Cloud Batch job passing unexpected arguments to runnables

I have a cloud batch job which first has two runnables:

  1. execute a bash script to install pinned GPU drivers (the install_gpu_drivers = True option does not work for me as it installed CUDA13 drivers)
  2. a python script using dask to perform a data science process, using the GPUs

Since 24th February which is coincidentally when batch-cos-stable-official-20260218-01-p00 was released, the job now leaks arguments from the first bash script runnable to the second, which causes it to fail (with unrecognised arguments errors).

I can’t be the only one with this problem, yet there is no fix?

Actually it isn’t leaking variables, but the batch-agent is possibly passing additional variables to the second task. This is new behaviour as of 24th February: what’s going on?

and today my jobs failed because the ENTRYPOINT in the docker container isn’t being respected any more.

I’ve had to manually specify it in the batch job params.

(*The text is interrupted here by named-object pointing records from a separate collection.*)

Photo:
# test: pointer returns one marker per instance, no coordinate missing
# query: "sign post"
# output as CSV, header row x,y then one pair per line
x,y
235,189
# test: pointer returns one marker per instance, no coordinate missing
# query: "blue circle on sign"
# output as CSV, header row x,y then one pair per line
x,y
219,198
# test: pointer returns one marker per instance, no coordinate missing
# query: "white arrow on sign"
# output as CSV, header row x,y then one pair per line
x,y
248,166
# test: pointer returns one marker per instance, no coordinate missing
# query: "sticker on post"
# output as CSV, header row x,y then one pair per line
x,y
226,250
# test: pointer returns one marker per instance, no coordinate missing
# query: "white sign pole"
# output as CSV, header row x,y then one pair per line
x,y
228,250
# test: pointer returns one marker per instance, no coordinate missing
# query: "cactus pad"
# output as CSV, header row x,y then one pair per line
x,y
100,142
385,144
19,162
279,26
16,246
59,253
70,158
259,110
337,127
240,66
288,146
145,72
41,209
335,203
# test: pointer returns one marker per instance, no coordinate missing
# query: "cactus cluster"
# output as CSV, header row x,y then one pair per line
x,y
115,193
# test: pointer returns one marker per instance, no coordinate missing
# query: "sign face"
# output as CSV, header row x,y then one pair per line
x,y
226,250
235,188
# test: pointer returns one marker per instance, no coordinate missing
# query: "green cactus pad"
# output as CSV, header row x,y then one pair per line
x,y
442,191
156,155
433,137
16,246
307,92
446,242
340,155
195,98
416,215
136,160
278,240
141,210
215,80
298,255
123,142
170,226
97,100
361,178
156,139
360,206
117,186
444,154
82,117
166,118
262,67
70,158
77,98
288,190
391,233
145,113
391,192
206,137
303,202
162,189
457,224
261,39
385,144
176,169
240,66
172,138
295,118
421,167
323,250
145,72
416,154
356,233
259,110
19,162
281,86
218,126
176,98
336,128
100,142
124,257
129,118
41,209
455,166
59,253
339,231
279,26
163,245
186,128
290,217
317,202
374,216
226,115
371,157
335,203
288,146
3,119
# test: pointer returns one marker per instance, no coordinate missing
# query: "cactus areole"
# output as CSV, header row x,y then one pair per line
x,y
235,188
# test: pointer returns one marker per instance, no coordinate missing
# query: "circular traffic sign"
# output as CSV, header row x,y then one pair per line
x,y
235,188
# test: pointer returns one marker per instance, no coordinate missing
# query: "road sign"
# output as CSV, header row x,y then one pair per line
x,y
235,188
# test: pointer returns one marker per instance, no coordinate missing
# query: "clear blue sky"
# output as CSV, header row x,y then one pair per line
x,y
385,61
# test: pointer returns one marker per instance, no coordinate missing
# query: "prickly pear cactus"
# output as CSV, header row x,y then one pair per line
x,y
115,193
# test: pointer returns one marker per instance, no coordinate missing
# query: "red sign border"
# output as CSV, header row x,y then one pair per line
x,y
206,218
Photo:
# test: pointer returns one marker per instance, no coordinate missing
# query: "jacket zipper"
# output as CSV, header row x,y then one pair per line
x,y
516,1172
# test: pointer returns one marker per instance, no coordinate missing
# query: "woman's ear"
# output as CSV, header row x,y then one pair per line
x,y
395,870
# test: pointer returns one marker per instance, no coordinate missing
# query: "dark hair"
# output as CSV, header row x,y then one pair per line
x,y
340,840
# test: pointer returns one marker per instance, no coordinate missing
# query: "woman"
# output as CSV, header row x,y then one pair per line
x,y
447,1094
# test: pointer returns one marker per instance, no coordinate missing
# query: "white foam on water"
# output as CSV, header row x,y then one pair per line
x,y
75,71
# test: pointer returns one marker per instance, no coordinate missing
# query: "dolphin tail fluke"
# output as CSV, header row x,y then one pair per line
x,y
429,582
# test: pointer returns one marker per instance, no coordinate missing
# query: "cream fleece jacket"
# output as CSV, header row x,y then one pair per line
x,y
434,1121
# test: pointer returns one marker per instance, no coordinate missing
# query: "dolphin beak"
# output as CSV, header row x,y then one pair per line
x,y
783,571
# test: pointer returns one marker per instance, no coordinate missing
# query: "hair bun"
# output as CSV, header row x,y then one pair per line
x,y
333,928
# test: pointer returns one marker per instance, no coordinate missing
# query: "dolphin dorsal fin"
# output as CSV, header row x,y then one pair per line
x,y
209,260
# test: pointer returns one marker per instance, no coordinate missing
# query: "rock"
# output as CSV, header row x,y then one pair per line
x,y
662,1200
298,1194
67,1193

What is going on with this service? Is it stable?

Hi output4616,

First, please accept our apologies for the late response and the frustration these issues caused while you were waiting for a resolution.

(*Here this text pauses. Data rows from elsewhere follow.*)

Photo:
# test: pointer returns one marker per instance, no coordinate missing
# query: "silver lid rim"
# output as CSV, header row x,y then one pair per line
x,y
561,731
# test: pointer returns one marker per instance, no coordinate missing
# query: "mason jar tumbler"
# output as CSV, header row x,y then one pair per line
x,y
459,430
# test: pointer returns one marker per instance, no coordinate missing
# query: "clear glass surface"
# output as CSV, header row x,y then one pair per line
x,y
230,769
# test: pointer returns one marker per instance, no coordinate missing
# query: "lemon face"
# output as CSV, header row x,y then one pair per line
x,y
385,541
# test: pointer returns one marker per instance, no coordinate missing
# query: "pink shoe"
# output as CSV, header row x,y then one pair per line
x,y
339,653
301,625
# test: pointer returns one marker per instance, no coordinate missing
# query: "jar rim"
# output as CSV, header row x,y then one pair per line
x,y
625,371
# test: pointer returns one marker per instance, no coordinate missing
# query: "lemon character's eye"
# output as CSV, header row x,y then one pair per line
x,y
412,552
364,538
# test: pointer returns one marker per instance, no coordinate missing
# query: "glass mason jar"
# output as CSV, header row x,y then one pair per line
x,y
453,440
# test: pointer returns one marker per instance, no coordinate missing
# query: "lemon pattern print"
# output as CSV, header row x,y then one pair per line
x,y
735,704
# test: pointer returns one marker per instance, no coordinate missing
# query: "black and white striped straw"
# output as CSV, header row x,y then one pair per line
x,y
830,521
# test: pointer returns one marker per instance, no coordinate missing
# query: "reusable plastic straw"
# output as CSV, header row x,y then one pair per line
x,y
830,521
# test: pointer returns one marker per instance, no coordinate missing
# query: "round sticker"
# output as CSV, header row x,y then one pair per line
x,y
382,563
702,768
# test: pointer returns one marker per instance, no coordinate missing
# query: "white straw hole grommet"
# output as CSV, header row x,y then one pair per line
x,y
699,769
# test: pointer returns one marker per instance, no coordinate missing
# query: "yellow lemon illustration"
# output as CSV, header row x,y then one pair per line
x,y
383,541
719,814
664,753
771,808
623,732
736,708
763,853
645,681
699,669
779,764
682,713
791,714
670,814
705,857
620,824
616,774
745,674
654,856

We have been investigating the specific behaviors you reported, and I can now provide some clarity on what happened:

  • Argument “Leaking” (Feb 24th): You were correct—an internal update intended to improve GPU driver discovery on Cloud Batch (specifically for COS images) unintentionally altered how container commands and arguments were wrapped.

  • This problematic change was rolled back, and have since deployed a permanent fix that resolves the GPU discovery issue without affecting standard container execution.

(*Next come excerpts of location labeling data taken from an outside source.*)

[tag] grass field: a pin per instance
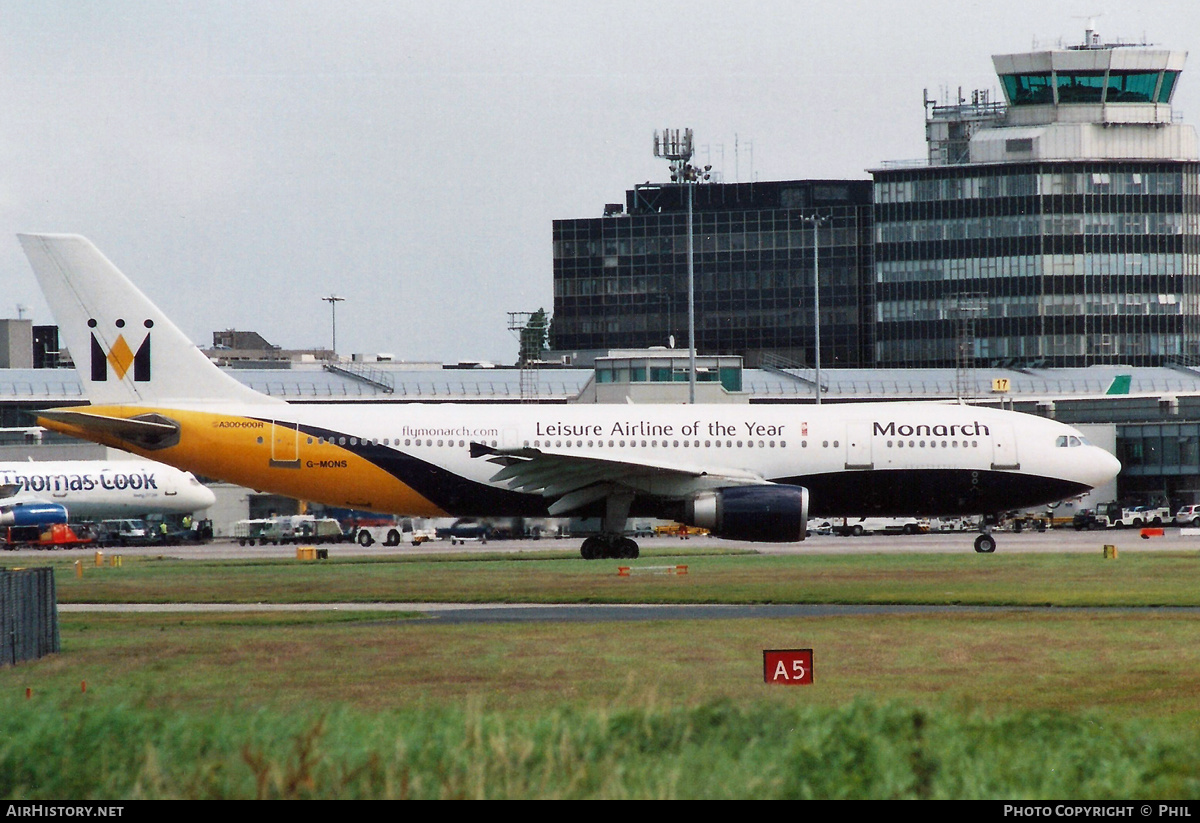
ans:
(1009, 703)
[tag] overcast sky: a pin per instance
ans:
(241, 160)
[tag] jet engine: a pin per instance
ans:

  • ENTRYPOINT Issues (March 19th): It seems that the new logic introduced a side effect causing the service to stop respecting container ENTRYPOINTs.

    Could you let us know if you are still seeing this issue today? If your jobs are still failing to respect the ENTRYPOINT or requiring manual overrides, we want to know so we can refine the logic and provide a proper fix that doesn’t require workarounds.

Thank you for your patience and for surfacing this.